A K Prakash, whose father converted in 1923, rejects ‘ghar vaapsi’
The late pastor’s son, A K Prakash, was born soon after. Today, the 72 year old former junior engineer with the UP government, leads a retired life at the Bannadevi mission compound on the outskirts of Aligarh, next to the Methodist Church. The church, the biggest one in town, is 114 years old.
Prakash is partly amused, partly worried and partly angry about the announcement of the Sangh Parivar affiliate organisations to organise a ‘ghar-vaapsi’ program for 5000 Christians in Aligarh on Christmas Day. He and people like him are the Sangh’s target group – he is a second generation Christian after all.
But Prakash tells HT, “No one can convert me.” He recalls working with RSS sympathisers while in government service who often told him, “You were Hindu, return.” Prakash says he made light of the matter by teasing them about how different Hindus picked different days for different Gods to fast. “When you can’t be one in one religion, how will you convert us?” That was said in a lighter vein, he says, but his middle name – Khristanand – symbolises how he has found joy in Christ and sees no reason for ‘ghar vaapsi’.
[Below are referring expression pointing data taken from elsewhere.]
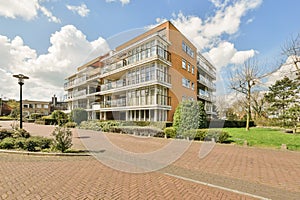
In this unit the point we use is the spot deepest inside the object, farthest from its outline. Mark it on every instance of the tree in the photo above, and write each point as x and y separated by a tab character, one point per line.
243	80
292	50
258	105
189	115
293	114
282	96
78	115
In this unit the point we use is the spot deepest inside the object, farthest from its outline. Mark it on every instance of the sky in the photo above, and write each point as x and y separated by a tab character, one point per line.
48	39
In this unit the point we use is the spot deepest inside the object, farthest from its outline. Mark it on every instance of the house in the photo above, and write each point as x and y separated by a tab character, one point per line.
143	79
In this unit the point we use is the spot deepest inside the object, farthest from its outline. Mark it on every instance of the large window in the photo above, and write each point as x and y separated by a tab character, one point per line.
183	64
187	49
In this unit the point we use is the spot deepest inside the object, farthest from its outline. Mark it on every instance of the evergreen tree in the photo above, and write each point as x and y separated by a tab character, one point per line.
282	96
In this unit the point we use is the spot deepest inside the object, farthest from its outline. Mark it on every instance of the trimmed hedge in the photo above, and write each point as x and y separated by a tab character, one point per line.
4	133
137	130
170	132
229	124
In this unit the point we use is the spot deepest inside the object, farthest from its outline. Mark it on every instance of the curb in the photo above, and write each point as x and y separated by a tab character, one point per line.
42	153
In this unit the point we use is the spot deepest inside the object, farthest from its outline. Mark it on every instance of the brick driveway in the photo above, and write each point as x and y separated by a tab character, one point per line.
268	173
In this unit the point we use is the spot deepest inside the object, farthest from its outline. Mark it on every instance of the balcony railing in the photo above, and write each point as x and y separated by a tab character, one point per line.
206	82
154	75
139	56
76	81
205	68
206	95
148	100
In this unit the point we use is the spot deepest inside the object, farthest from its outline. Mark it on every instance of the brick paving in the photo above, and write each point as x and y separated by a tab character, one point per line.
273	174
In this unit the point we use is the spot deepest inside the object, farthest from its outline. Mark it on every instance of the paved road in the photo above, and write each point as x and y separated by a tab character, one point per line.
273	174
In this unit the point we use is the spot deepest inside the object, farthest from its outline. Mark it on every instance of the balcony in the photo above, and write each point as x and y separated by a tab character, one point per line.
206	96
153	75
206	82
75	82
206	69
153	52
143	101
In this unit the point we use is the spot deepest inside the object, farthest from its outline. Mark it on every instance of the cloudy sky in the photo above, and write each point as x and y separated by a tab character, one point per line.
48	39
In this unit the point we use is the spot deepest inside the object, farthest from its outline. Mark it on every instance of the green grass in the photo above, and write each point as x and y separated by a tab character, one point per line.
264	137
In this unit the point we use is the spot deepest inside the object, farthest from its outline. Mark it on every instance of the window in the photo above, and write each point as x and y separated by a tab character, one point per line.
183	64
187	49
185	83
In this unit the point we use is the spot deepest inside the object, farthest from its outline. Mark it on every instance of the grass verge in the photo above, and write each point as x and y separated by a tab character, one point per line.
264	137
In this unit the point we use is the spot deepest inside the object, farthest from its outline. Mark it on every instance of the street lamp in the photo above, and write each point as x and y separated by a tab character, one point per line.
21	79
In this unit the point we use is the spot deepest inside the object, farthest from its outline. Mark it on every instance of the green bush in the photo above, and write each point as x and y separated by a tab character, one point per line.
200	134
50	121
41	122
21	133
229	124
189	115
78	115
70	125
35	116
62	138
4	133
137	130
31	144
170	132
218	135
7	143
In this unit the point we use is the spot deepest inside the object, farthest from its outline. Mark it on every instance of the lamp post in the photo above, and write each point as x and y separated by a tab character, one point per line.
21	79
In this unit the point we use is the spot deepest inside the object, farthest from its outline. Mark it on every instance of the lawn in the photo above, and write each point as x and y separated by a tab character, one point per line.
264	137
But Prakash is worried too – for the day Sangh has picked is Christmas, and this micro minority community in Aligarh does not want trouble.
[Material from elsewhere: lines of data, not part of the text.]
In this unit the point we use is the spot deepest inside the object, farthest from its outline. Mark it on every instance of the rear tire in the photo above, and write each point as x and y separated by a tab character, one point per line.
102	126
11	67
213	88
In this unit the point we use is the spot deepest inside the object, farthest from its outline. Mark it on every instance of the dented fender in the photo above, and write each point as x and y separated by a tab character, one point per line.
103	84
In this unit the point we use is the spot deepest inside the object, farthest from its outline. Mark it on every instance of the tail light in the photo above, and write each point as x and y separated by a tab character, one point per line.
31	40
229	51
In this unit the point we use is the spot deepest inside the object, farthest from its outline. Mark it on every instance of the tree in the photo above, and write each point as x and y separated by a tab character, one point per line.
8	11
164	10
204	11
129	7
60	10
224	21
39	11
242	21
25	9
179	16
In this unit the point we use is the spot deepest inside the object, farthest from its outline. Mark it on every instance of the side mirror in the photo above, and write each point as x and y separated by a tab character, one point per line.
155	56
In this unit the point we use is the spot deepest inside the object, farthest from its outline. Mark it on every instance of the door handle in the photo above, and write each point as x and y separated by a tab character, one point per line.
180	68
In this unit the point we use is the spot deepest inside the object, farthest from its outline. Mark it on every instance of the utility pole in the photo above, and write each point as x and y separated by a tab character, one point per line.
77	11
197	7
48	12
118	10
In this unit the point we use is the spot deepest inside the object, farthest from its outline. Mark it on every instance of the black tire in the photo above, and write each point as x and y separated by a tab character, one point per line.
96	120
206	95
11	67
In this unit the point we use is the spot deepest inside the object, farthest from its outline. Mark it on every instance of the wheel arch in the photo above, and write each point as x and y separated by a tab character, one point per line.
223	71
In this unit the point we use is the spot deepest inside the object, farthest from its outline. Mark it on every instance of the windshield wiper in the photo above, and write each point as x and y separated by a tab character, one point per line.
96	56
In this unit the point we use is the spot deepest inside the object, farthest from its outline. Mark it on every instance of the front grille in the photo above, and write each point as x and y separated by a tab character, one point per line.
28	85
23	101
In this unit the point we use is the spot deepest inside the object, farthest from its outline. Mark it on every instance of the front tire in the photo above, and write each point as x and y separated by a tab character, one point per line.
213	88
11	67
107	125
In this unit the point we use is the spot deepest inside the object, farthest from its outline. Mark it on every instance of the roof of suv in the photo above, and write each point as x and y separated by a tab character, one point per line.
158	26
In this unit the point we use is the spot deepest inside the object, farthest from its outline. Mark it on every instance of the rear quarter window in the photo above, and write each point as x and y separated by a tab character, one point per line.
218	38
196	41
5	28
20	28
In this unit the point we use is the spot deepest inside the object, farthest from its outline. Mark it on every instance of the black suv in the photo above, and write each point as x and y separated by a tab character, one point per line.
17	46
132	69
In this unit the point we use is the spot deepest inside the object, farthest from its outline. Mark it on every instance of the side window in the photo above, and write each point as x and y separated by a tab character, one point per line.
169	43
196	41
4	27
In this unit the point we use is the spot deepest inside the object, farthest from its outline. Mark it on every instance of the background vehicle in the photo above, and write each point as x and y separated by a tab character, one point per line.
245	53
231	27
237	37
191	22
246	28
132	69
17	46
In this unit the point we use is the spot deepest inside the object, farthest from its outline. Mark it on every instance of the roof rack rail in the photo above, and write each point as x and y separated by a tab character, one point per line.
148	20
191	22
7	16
The pastor in charge of the Church, Reverend Harris Yusuf, tells HT, “This is political propaganda. If you believe in Hinduism, it doesn’t mean you can convert everyone to the religion. The basic aim is to create fear and tension so that Christians can’t celebrate Christmas with peace and love.” He says that this goes against the Modi government’s slogan of taking all religions and communities together.
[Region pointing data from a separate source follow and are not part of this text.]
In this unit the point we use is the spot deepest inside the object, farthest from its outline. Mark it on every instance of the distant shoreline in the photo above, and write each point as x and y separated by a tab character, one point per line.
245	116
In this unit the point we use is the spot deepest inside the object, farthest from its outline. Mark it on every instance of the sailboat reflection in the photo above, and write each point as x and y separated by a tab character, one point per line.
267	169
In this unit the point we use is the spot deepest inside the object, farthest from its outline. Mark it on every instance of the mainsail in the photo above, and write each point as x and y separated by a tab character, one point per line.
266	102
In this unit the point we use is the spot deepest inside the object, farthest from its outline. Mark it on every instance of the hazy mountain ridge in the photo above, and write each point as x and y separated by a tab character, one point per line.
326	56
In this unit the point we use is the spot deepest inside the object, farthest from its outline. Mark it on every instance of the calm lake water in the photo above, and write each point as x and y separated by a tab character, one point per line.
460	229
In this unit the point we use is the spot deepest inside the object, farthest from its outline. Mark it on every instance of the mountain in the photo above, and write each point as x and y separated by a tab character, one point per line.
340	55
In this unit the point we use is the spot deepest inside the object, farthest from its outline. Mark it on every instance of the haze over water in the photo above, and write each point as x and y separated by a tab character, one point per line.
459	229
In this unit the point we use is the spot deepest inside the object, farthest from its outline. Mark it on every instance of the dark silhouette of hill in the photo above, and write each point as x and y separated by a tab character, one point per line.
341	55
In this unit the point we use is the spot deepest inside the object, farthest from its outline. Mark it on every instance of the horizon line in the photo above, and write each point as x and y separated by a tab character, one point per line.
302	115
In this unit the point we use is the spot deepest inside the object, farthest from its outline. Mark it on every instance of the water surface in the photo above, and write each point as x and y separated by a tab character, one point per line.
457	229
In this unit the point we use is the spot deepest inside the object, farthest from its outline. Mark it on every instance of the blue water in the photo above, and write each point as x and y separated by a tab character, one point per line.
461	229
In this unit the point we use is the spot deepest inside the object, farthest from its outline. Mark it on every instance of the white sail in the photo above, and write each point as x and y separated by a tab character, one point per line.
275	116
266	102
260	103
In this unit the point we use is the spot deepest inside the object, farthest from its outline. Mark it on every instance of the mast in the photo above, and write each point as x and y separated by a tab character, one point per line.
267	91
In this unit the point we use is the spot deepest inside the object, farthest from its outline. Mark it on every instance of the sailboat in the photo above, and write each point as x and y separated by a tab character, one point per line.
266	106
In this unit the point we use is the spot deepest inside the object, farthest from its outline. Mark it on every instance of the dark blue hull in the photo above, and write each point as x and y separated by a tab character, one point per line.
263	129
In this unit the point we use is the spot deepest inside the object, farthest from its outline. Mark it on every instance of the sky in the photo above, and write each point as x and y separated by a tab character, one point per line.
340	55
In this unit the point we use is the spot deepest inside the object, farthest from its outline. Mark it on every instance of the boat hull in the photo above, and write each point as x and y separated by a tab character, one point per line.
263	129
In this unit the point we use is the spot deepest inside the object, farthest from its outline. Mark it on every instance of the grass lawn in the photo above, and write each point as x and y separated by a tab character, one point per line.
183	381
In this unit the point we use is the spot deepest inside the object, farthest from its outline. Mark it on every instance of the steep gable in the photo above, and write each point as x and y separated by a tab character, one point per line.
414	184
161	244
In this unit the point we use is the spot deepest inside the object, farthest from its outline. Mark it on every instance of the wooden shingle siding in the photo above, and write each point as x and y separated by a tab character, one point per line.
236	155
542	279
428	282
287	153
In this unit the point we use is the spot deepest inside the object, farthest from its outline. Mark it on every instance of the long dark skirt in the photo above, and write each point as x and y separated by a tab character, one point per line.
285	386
Harris has been active in mobilising support. He met the district magistrate on Friday, and the local SP MLA, Zafar Alam on Saturday – demanding that the scheduled program of 25th be banned. The government has assured him of full security and said that no permission for the event will be granted.
The Church leaders also reject Sangh accusations of being active in converting people. “We don’t convert here. And those who want to join the faith need to go through an inner transformation first,” says Harris.
Another church official adds, “There is a process. A person can come and attend our prayers, read the bible; he then has to sign an affidavit at the court and take permission from the DM and only then can he get baptised. It is a long process and does not involve inducement at all.” He adds, “For this so called ghar vaapsi too, there must be a similar legal process.
But what intrigues the Christian leaders of this town the most is who really the Sangh intends to convert. They know most members of their community, especially of their church, by name; they explain that even while shifting towns, one seeks a transfer certificate from the church. “We are 10,000 here, out of which they claim they will convert 5000.
The numbers may be implausible, but it is the tone and tenor of the campaign that has worried Aligarh’s Christians, including veterans like Prakash, the most. “This is the first time they are trying to disrupt Christmas. It doesn’t bode well for the country,” he says.